Four Strategic Imperatives
First, utilisation efficiency. Regular audits; partial leasing for underutilised blocks. RIPE NCC’s December 2023 report found ~23% of allocated prefixes showed no BGP activity over six months.
Source: RIPE NCC, “IPv4 Address Space Report”, December 2023
Second, leasing for yield. Compliant leasing under RIR frameworks delivers 12-16% returns with lower risk than speculation.
Third, governance over speculation. Document transactions, obtain RIR approval, disclose in filings. SEC guidance encourages disclosure of “finite digital resources.”

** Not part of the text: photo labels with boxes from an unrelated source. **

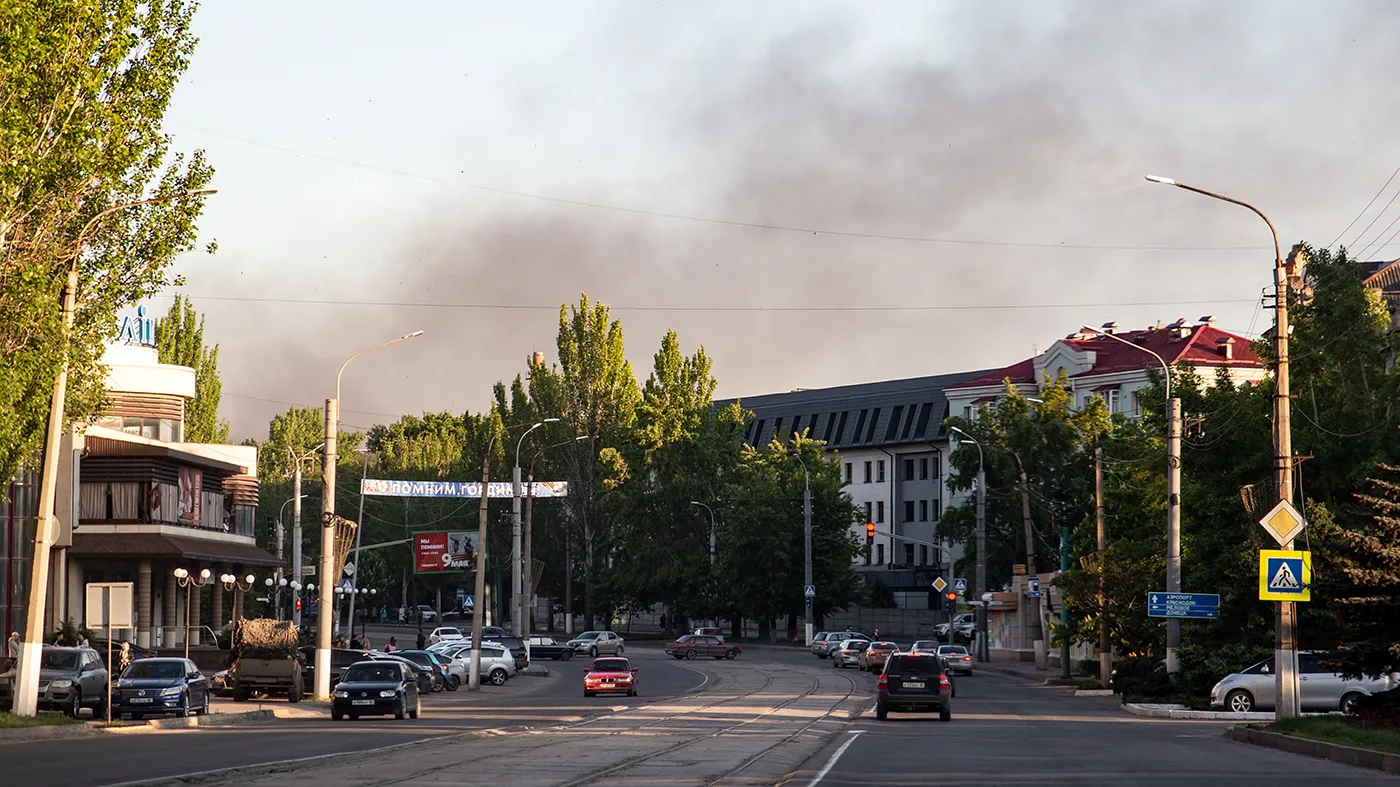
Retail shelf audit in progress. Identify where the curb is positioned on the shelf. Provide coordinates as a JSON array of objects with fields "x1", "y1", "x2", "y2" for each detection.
[
  {"x1": 1225, "y1": 727, "x2": 1400, "y2": 773},
  {"x1": 1123, "y1": 703, "x2": 1274, "y2": 721}
]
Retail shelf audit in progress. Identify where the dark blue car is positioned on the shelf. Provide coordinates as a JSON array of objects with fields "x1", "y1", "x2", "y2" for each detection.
[{"x1": 112, "y1": 658, "x2": 209, "y2": 718}]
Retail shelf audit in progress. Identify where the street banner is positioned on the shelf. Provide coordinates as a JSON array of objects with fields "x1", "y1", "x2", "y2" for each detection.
[
  {"x1": 413, "y1": 531, "x2": 476, "y2": 574},
  {"x1": 360, "y1": 479, "x2": 568, "y2": 499}
]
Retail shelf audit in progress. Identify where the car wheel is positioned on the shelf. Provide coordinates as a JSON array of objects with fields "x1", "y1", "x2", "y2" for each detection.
[
  {"x1": 1340, "y1": 692, "x2": 1361, "y2": 716},
  {"x1": 1225, "y1": 689, "x2": 1254, "y2": 713}
]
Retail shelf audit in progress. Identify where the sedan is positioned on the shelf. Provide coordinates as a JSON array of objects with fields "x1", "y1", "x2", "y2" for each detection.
[
  {"x1": 584, "y1": 658, "x2": 637, "y2": 697},
  {"x1": 330, "y1": 661, "x2": 423, "y2": 721},
  {"x1": 875, "y1": 653, "x2": 953, "y2": 721},
  {"x1": 112, "y1": 658, "x2": 210, "y2": 718}
]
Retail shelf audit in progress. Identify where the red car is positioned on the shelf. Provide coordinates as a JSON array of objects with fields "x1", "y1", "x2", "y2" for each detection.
[{"x1": 584, "y1": 658, "x2": 637, "y2": 697}]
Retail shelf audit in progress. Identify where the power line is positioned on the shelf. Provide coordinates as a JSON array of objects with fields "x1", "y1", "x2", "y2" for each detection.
[
  {"x1": 157, "y1": 295, "x2": 1254, "y2": 312},
  {"x1": 172, "y1": 123, "x2": 1267, "y2": 252}
]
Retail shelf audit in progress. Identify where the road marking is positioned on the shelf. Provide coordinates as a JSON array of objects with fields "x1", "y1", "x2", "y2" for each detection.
[{"x1": 806, "y1": 730, "x2": 865, "y2": 787}]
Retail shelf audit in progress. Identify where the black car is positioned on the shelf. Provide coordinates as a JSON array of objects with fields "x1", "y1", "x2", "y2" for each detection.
[
  {"x1": 875, "y1": 653, "x2": 953, "y2": 721},
  {"x1": 330, "y1": 660, "x2": 421, "y2": 721},
  {"x1": 112, "y1": 658, "x2": 209, "y2": 718}
]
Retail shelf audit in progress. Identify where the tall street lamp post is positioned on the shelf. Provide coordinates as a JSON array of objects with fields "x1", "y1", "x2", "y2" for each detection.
[
  {"x1": 1147, "y1": 175, "x2": 1299, "y2": 718},
  {"x1": 11, "y1": 189, "x2": 218, "y2": 716},
  {"x1": 317, "y1": 330, "x2": 420, "y2": 702},
  {"x1": 515, "y1": 419, "x2": 559, "y2": 638},
  {"x1": 948, "y1": 426, "x2": 988, "y2": 661}
]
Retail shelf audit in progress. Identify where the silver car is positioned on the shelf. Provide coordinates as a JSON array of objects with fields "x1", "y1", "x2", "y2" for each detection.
[
  {"x1": 568, "y1": 632, "x2": 624, "y2": 658},
  {"x1": 1211, "y1": 651, "x2": 1400, "y2": 713}
]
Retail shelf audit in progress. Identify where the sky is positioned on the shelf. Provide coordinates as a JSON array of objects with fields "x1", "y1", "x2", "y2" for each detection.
[{"x1": 136, "y1": 0, "x2": 1400, "y2": 440}]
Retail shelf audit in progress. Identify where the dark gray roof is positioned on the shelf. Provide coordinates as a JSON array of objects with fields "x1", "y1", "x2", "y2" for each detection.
[{"x1": 715, "y1": 370, "x2": 990, "y2": 448}]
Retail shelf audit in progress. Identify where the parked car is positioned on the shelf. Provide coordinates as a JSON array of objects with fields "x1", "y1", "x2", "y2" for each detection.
[
  {"x1": 1211, "y1": 651, "x2": 1400, "y2": 713},
  {"x1": 666, "y1": 634, "x2": 743, "y2": 660},
  {"x1": 529, "y1": 637, "x2": 574, "y2": 661},
  {"x1": 112, "y1": 658, "x2": 210, "y2": 718},
  {"x1": 584, "y1": 658, "x2": 637, "y2": 697},
  {"x1": 568, "y1": 632, "x2": 624, "y2": 658},
  {"x1": 875, "y1": 653, "x2": 953, "y2": 721},
  {"x1": 832, "y1": 639, "x2": 871, "y2": 669},
  {"x1": 428, "y1": 626, "x2": 466, "y2": 644},
  {"x1": 855, "y1": 640, "x2": 899, "y2": 672},
  {"x1": 39, "y1": 646, "x2": 108, "y2": 718},
  {"x1": 330, "y1": 661, "x2": 423, "y2": 721},
  {"x1": 938, "y1": 646, "x2": 972, "y2": 675}
]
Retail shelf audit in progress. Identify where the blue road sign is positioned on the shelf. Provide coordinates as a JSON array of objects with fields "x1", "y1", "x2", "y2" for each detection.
[{"x1": 1147, "y1": 591, "x2": 1221, "y2": 619}]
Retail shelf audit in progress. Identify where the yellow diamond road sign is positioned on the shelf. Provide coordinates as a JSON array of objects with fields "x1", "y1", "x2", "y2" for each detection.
[{"x1": 1259, "y1": 500, "x2": 1303, "y2": 546}]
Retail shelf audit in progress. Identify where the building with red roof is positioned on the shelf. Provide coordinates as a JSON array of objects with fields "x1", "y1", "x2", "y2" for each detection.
[{"x1": 944, "y1": 316, "x2": 1264, "y2": 417}]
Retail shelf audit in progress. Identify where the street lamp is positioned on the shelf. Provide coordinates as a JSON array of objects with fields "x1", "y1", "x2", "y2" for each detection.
[
  {"x1": 315, "y1": 330, "x2": 420, "y2": 700},
  {"x1": 175, "y1": 567, "x2": 211, "y2": 658},
  {"x1": 948, "y1": 426, "x2": 988, "y2": 661},
  {"x1": 218, "y1": 574, "x2": 255, "y2": 620},
  {"x1": 515, "y1": 419, "x2": 559, "y2": 639},
  {"x1": 1147, "y1": 175, "x2": 1299, "y2": 718},
  {"x1": 13, "y1": 189, "x2": 218, "y2": 716}
]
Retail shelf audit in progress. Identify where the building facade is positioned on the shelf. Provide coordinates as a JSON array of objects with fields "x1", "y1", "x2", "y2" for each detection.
[
  {"x1": 716, "y1": 371, "x2": 983, "y2": 609},
  {"x1": 0, "y1": 303, "x2": 280, "y2": 647}
]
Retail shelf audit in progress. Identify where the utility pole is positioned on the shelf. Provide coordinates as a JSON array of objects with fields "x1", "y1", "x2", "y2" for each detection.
[
  {"x1": 1093, "y1": 447, "x2": 1113, "y2": 686},
  {"x1": 1166, "y1": 398, "x2": 1182, "y2": 678}
]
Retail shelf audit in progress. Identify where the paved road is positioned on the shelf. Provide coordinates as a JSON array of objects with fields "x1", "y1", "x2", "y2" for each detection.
[
  {"x1": 0, "y1": 646, "x2": 711, "y2": 787},
  {"x1": 788, "y1": 660, "x2": 1392, "y2": 787}
]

Fourth, policy-driven demand monitoring. Track BEAD deployment. BEAD-funded operators will likely lease, creating sustained demand.
Sector strategies:
- Financial services, healthcare, government: Long-term ownership for auditability and compliance
- Cloud providers: Hybrid—own core, lease edge
- AI/ML infrastructure: Lease-heavy for IP rotation
- Regional ISPs: Lease-focused for capital efficiency
Forward Look: What to Watch
As LARUS states: “IPv4 is no longer abundant, but it is still essential.” That distinction defines resilience versus vulnerability. For organisations treating IPv4 as strategic digital capital rather than technical overhead, scarcity becomes opportunity—not constraint.
The dual-protocol reality extends beyond 2030. Leasing delivers attractive returns. Governance matters. BEAD creates policy-driven demand.
The internet’s future is not IPv4 or IPv6—it is a complex ecosystem where both coexist. In this ecosystem, scarcity itself is a strategic asset.